The parliament endorsed a 2.8 percent increase in the government’s fiscal stimulus spending from an initial proposal of 71.3 trillion rupiah, Suharso Monoarfa, deputy chairman of the budget committee, said. That includes raising the budget to fund infrastructure programs by 13 percent to 17 trillion rupiah, he said.

The approval by parliament will enable the government to sell debt overseas to help fund a budget deficit of 139.5 trillion rupiah, or 2.5 percent of gross domestic product. The government plans to boost spending to sustain Indonesia’s economic growth, which is forecast to weaken to 4.5 percent this year from 6.1 percent in 2008.

The price for the dollar bonds “will be high because people will only let go of their foreign currencies with the assurance that they will get a high price,” Finance Minister Sri Mulyani Indrawati said. “A stimulus package is about timing, targets and is temporary.”

The government met investors starting on 2 February to drum up interest for the sale of dollar-denominated debt. The extra yield that investors demand to own ten-year Indonesian bonds instead of U.S. Treasuries has widened 1.8 percentage points this month to 10.8 points.

Fiscal Stimulus
The stimulus is effective starting on 1 March, Sri Mulyani said. The parliament also endorsed a government plan to raise 1.1 trillion rupiah in additional debt, Monoarfa said, without elaborating.

“We view the government moves positively,” said Destry Damayanti, chief economist at PT Mandiri Sekuritas. “However, we remain concerned on the implementation and whether the government will be able to spend according to plan, considering that it did not manage well last year.”

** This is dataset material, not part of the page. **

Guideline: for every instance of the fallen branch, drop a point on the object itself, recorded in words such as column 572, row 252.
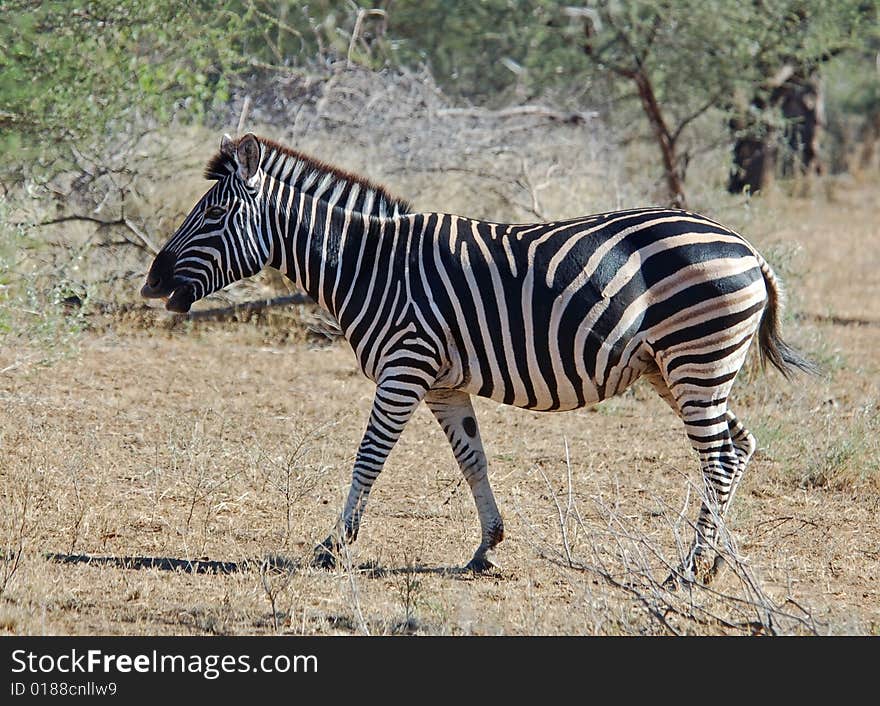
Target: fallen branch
column 145, row 244
column 570, row 118
column 249, row 307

Southeast Asia’s biggest economy posted a budget shortfall of 4.2 trillion rupiah or 0.1 percent of GDP last year, narrower than the 2.1 percent of GDP expected by the government after failing to spend as planned.

“We’re trying to soften the downward cycle, we’re trying to keep it from becoming too deep,” Sri Mulyani said.

The government may use 51.3 trillion rupiah unused from last year’s budget, sell 54.7 trillion rupiah of bonds and borrow 44.5 trillion rupiah to finance its shortfall, said Mandiri’s Damayanti.

Debt from Indonesia, which raised $4.2 billion from dollar-denominated bond sales last year, is rated BB-, three levels below investment grade, by Standard & Poor’s. Fitch Ratings ranked the proposed debt BB, or two levels below investment grade. The government had planned to sell the bonds in phases anytime in the next three years, according to S&P.

Considering Indonesia’s government spending last year, will the sale of dollar-denominated debt help address the country’s weakening economic growth?